Scottish Daily Mail

Job cuts as estates hit by salmon catch crisis

- By Alan Shields

SCOTTISH anglers have faced a disastrous salmon season with some beats recording no catches at all.

The number of fish reeled in has been so low that some estates have stopped selling permits for once-popular beats because there is nothing to catch.

Tourism has been hit, sales of salmon tackle have slumped and ghillies have lost their jobs.

Some stretches on rivers such as the Spey and the Nith recorded no salmon at all being caught during the entire season.

Only two were caught on the River Fyne in Argyll this year, where once more than 700 were caught each season.

Andrew Flitcroft, editor of Trout and Salmon magazine, said: ‘This has been the worst season I’ve witin nessed in my lifetime. On the back of last season, it’s a worrying trend.

‘Ghillies are losing their jobs because if the estates or the people who own the fishing aren’t getting the rods they can’t keep the ghillies on.’

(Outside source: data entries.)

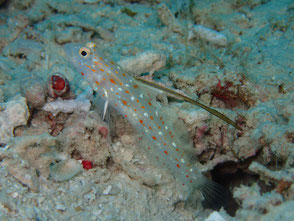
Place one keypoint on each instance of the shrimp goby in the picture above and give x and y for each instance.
(131, 98)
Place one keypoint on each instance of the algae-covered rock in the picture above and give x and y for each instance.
(65, 169)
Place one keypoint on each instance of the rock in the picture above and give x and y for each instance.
(14, 114)
(34, 91)
(65, 170)
(148, 61)
(207, 34)
(67, 106)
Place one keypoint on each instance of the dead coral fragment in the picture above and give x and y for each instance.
(232, 95)
(57, 85)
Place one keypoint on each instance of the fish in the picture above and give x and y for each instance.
(135, 100)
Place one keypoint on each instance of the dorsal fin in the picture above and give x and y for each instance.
(186, 98)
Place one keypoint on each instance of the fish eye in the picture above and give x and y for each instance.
(84, 52)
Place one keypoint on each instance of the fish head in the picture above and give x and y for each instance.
(83, 57)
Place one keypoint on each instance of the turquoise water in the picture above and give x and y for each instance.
(66, 155)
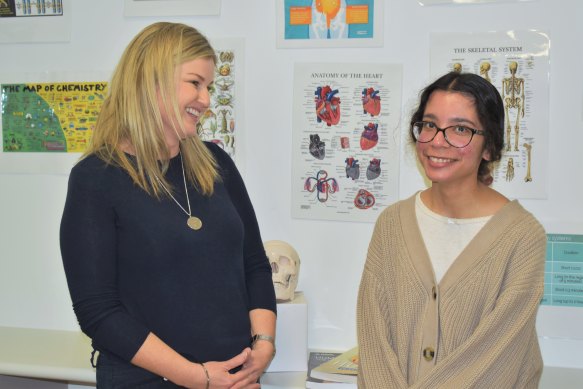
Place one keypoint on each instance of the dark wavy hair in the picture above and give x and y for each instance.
(489, 107)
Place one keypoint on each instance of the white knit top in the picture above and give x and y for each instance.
(445, 237)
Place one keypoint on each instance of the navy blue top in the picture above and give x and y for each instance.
(133, 266)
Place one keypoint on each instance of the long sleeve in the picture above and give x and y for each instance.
(475, 329)
(257, 269)
(500, 349)
(378, 364)
(88, 248)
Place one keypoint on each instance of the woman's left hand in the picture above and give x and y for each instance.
(261, 355)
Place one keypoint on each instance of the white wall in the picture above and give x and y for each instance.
(32, 284)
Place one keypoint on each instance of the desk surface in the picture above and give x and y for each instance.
(64, 356)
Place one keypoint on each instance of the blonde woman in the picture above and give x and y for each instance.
(160, 244)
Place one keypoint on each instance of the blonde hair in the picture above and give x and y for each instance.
(131, 115)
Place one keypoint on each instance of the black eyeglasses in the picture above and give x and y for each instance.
(457, 136)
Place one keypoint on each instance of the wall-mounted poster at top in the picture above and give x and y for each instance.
(517, 64)
(171, 7)
(223, 122)
(20, 8)
(464, 2)
(25, 21)
(329, 23)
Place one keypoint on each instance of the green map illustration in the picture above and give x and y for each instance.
(49, 117)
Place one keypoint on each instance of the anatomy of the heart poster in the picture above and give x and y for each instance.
(345, 140)
(517, 64)
(329, 23)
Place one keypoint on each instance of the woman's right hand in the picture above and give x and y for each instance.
(218, 372)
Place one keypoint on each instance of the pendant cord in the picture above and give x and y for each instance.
(189, 213)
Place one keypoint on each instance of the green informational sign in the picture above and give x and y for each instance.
(564, 271)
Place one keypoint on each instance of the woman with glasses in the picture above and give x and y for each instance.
(454, 274)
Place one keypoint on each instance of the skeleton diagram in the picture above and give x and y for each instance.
(484, 69)
(528, 148)
(510, 169)
(513, 96)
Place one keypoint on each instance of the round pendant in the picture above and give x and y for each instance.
(194, 223)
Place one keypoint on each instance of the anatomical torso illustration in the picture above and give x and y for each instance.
(330, 9)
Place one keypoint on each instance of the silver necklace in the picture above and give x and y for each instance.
(193, 222)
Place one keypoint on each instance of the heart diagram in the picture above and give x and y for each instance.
(371, 101)
(327, 105)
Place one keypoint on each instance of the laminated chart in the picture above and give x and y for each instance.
(49, 117)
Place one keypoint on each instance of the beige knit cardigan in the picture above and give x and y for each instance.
(476, 329)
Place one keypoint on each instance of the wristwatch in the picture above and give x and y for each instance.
(268, 338)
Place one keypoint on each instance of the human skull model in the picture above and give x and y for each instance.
(285, 268)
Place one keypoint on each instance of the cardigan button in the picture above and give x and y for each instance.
(428, 354)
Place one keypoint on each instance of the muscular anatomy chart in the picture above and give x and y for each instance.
(517, 64)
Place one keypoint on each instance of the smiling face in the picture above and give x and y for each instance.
(443, 163)
(194, 80)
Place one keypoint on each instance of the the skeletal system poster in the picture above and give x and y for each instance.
(517, 63)
(345, 140)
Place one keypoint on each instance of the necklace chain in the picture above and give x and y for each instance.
(189, 213)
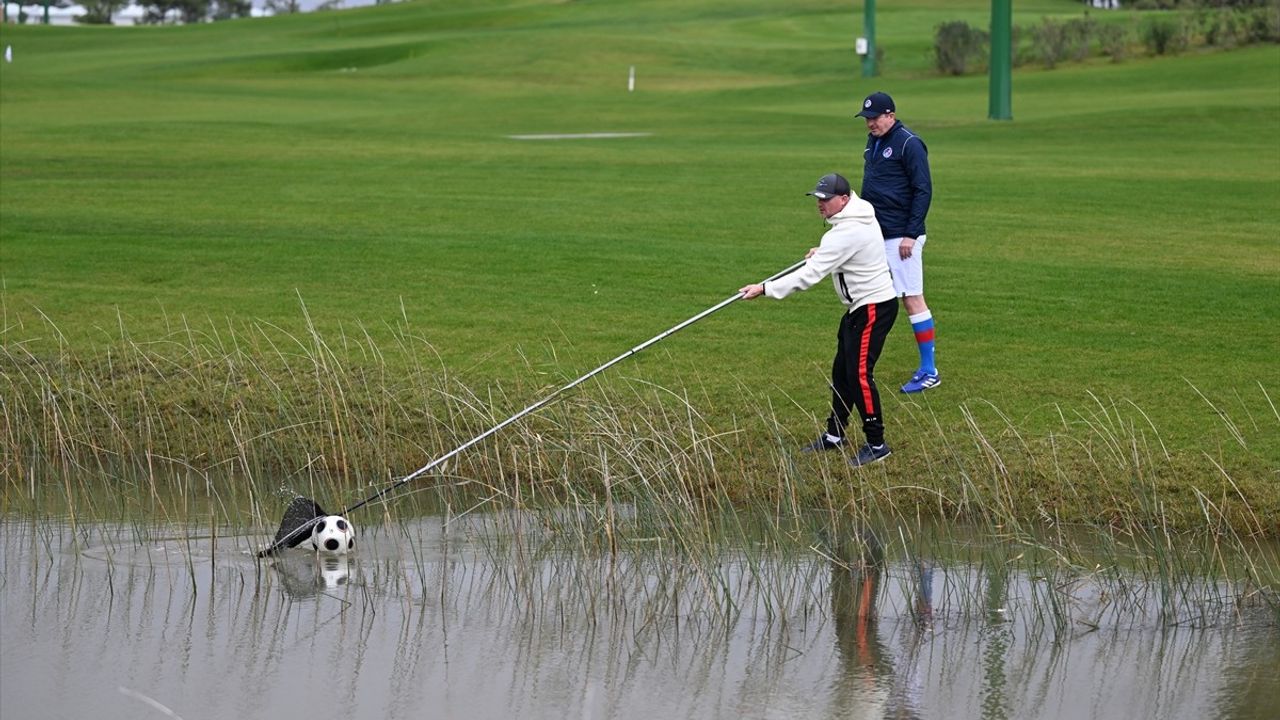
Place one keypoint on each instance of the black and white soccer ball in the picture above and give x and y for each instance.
(333, 534)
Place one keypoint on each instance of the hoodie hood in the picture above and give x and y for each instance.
(858, 210)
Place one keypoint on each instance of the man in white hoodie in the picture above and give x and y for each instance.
(853, 254)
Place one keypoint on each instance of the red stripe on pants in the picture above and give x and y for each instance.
(864, 346)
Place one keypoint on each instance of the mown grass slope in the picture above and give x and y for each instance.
(1111, 250)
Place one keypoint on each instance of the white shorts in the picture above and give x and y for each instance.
(908, 274)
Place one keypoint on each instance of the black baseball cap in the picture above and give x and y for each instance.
(876, 105)
(830, 186)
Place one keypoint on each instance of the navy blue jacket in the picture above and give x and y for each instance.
(896, 181)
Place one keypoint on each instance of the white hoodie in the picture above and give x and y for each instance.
(851, 253)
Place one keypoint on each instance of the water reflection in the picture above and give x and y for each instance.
(877, 679)
(470, 620)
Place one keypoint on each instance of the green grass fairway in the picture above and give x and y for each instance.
(1104, 268)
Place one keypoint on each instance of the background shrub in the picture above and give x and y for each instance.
(1114, 41)
(1164, 36)
(1050, 41)
(955, 45)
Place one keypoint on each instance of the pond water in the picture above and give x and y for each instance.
(472, 619)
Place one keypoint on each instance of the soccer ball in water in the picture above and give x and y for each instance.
(333, 536)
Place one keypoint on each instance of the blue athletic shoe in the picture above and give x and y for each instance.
(922, 381)
(869, 454)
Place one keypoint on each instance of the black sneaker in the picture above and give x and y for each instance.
(823, 443)
(869, 454)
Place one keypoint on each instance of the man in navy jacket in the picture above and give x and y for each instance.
(896, 182)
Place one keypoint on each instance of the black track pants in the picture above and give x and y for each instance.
(853, 372)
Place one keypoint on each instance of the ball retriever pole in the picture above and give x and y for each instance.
(304, 513)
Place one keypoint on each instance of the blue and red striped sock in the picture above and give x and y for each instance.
(922, 324)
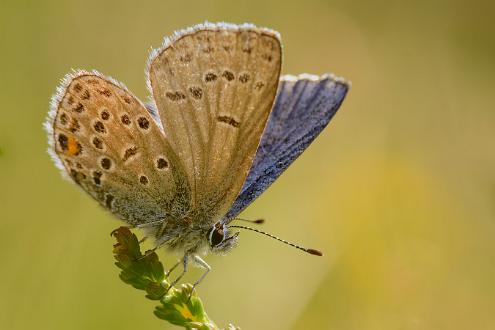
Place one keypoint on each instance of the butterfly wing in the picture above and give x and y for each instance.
(104, 139)
(303, 108)
(214, 86)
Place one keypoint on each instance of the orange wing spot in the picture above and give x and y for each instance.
(73, 147)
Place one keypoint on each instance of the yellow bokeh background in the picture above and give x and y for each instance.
(398, 191)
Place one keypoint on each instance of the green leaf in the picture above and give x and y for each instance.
(145, 272)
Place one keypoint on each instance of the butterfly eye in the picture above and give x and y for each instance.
(216, 235)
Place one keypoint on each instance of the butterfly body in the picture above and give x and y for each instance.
(221, 126)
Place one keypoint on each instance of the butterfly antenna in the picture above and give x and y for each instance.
(257, 221)
(310, 251)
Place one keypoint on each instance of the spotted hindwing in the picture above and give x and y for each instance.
(105, 140)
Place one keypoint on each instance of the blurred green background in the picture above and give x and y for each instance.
(399, 190)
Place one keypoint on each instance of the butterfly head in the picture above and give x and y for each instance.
(220, 239)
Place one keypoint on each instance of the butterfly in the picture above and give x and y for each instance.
(221, 126)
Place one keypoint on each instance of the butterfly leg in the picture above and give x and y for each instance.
(184, 271)
(173, 267)
(201, 263)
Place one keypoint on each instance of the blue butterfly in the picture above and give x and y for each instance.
(221, 127)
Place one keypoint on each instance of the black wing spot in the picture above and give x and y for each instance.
(132, 151)
(106, 163)
(196, 92)
(125, 119)
(98, 143)
(79, 108)
(64, 119)
(99, 127)
(228, 75)
(228, 120)
(105, 115)
(143, 180)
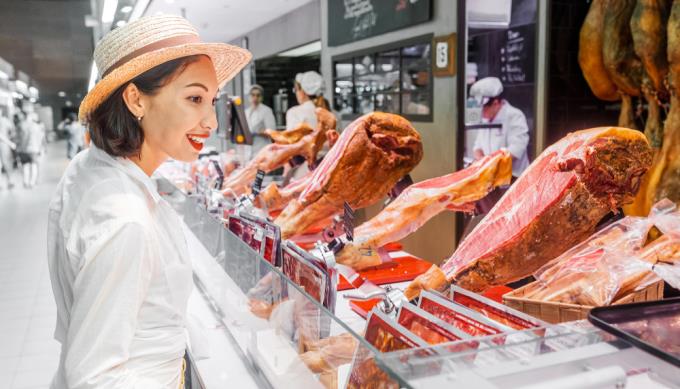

Scottish salmon numbers have fallen by around 70 per cent in the last 25 years.

Figures from the 1960s show that on a good year up to 30 per cent of salmon would return from their first year at sea, with the average being around 15 to 18 per cent.

The numbers now are around 3 to 5 per cent.

Professor Ken Whelan, research director at the Atlantic Salmon Trust, is working on the Missing Salmon Project aimed at gathering data to show what is killing Scotland’s wild salmon.

He said: ‘Absolutely there’s a crisis salmon fishing. What we have now is a situation where you’re looking at very modest numbers of fish coming back and you really can’t afford to lose any from man-made effects.

‘In Scotland we’re so dependent on surpluses of salmon in order to provide good angling.

‘We’re now at a situation where we’re looking at the numbers of fish coming back being just about enough to reproduce and provide juvenile fish for the river.

‘So anglers are seeing a big drop in terms of catches. We have the combinatio­n of low numbers of fish and this incredible year in terms of water levels so it was an unholy alliance.’

Professor Whelan added: ‘Nobody knows exactly how steep the decline is going to be here but it’s been extraordin­arily steep over the past two or three decades.’

It is feared that rising temperatur­es have badly hit the salmon’s feeding grounds with related changes in current patterns also affecting their migration.

Salmon may also be lost to fishing fleets as they cross paths with shoals of mackerel or herring.

Before they reach the Atlantic, smolts are likely to fall prey to birds such as cormorants and goosanders. Smolts are also threatened by sea lice infection, a significan­t problem near the fish farms in the West of Scotland.

Meanwhile a Scottish salmon company used by Britain’s top chefs has seen a third of the fish at its flagship farm die in one month.

Staff at Loch Duart salmon farm based in Sutherland and the Hebrides witnessed what is thought to be the highest monthly mortality rate ever documented, after 30 per cent of fish died at its Loch Laxford farm in September.

The firm blamed a ‘perfect storm’ of disease, suffocatio­n and a freak jellyfish attack.